In this dataset, called UTHealth - Fundus and Synthetic OCT-A Dataset (UT-FSOCTA), we include fundus images and en-face OCT-A images for 112 subjects. The two modalities have been manually aligned to allow for training of medical imaging machine learning pipelines. This dataset is accompanied by a manuscript that describes an approach to generate fundus vessel segmentations using OCT-A for training (Coronado et al., 2022). We refer to this approach as "Synthetic OCT-A".

Fundus Imaging

We include 45 degree macula centered fundus images that cover both macula and optic disc. All images were acquired using a OptoVue iVue fundus camera without pupil dilation.

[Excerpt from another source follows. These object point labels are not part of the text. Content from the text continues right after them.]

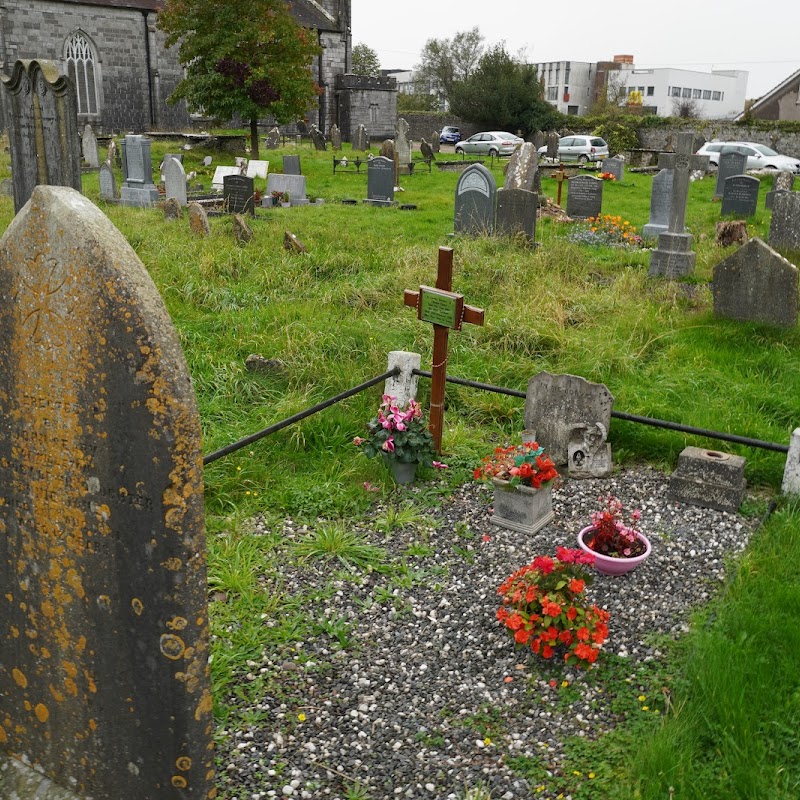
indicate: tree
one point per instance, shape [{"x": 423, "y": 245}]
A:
[
  {"x": 444, "y": 62},
  {"x": 503, "y": 94},
  {"x": 365, "y": 61},
  {"x": 247, "y": 58}
]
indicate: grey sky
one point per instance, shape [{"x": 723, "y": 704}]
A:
[{"x": 706, "y": 35}]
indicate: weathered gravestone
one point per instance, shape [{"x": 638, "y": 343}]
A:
[
  {"x": 516, "y": 213},
  {"x": 616, "y": 166},
  {"x": 108, "y": 182},
  {"x": 783, "y": 182},
  {"x": 584, "y": 197},
  {"x": 740, "y": 195},
  {"x": 239, "y": 194},
  {"x": 291, "y": 165},
  {"x": 660, "y": 203},
  {"x": 42, "y": 124},
  {"x": 730, "y": 164},
  {"x": 104, "y": 685},
  {"x": 175, "y": 181},
  {"x": 138, "y": 188},
  {"x": 474, "y": 212},
  {"x": 756, "y": 284},
  {"x": 380, "y": 182},
  {"x": 784, "y": 227},
  {"x": 557, "y": 405},
  {"x": 91, "y": 154}
]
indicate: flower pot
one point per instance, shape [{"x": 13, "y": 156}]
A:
[
  {"x": 608, "y": 565},
  {"x": 521, "y": 508}
]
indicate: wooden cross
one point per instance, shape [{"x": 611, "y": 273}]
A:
[
  {"x": 445, "y": 310},
  {"x": 681, "y": 162}
]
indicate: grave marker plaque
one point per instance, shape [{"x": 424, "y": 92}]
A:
[{"x": 104, "y": 685}]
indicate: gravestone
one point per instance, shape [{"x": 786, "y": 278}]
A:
[
  {"x": 108, "y": 182},
  {"x": 175, "y": 181},
  {"x": 239, "y": 195},
  {"x": 660, "y": 203},
  {"x": 91, "y": 155},
  {"x": 784, "y": 227},
  {"x": 740, "y": 195},
  {"x": 42, "y": 124},
  {"x": 138, "y": 188},
  {"x": 616, "y": 166},
  {"x": 584, "y": 197},
  {"x": 516, "y": 213},
  {"x": 555, "y": 405},
  {"x": 380, "y": 182},
  {"x": 674, "y": 257},
  {"x": 730, "y": 164},
  {"x": 756, "y": 284},
  {"x": 198, "y": 220},
  {"x": 291, "y": 165},
  {"x": 103, "y": 614},
  {"x": 336, "y": 137},
  {"x": 474, "y": 212},
  {"x": 257, "y": 168},
  {"x": 783, "y": 182}
]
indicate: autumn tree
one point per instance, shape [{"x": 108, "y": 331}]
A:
[{"x": 248, "y": 58}]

The full images are available at the fov45/fundus directory. In addition, we extracted the FOVs corresponding to the en-face OCT-A images collected in cropped/fundus/disc and cropped/fundus/macula.

Enface OCT-A

We include the en-face OCT-A images of the superficial capillary plexus. All images were acquired using an OptoVue Avanti OCT camera with OCT-A reconstruction software (AngioVue). Low quality images with errors in the retina layer segmentations were not included.

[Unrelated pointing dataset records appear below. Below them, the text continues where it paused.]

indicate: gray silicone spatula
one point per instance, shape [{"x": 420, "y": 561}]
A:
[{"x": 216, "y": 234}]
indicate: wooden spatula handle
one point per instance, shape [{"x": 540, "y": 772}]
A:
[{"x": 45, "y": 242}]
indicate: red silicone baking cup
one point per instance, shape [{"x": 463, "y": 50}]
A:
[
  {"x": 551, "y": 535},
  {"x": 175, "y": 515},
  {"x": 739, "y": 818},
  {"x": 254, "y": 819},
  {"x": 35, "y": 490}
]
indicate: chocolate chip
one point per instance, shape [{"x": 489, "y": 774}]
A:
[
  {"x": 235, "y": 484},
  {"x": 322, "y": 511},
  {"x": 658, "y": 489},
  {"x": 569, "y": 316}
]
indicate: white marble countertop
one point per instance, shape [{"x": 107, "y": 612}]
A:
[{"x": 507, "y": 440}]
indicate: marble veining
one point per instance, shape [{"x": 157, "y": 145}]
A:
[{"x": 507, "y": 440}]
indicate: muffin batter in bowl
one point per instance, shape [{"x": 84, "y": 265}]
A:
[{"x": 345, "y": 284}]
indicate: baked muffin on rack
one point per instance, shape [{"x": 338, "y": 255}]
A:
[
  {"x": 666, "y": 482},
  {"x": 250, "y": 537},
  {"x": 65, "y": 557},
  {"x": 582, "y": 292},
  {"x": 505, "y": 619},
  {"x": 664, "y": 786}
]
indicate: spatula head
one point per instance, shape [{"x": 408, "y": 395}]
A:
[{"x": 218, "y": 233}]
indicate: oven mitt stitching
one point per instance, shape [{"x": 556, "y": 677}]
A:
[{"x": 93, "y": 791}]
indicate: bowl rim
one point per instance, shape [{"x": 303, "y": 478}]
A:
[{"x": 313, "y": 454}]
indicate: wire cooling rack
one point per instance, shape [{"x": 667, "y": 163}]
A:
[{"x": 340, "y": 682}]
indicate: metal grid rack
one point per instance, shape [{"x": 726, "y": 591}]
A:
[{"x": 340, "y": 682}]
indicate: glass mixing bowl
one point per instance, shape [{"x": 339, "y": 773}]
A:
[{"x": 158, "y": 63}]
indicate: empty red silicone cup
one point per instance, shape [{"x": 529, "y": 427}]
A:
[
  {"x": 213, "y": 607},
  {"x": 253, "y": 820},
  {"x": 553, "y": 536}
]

En-face OCTA images are located in cropped/octa/disc and cropped/octa/macula. In addition, we include a denoised version of these images where only vessels are included. This has been performed automatically using the ROSE algorithm (Ma et al. 2021). These can be found in cropped/GT_OCT_net/noThresh and cropped/GT_OCT_net/Thresh, the former contains the probabilities of the ROSE algorithm the latter a binary map.

Synthetic OCT-A

We train a custom conditional generative adversarial network (cGAN) to map a fundus image to an en face OCT-A image. Our model consists of a generator synthesizing en face OCT-A images from corresponding areas in fundus photographs and a discriminator judging the resemblance of the synthesized images to the real en face OCT-A samples. This allows us to avoid the use of manual vessel segmentation maps altogether.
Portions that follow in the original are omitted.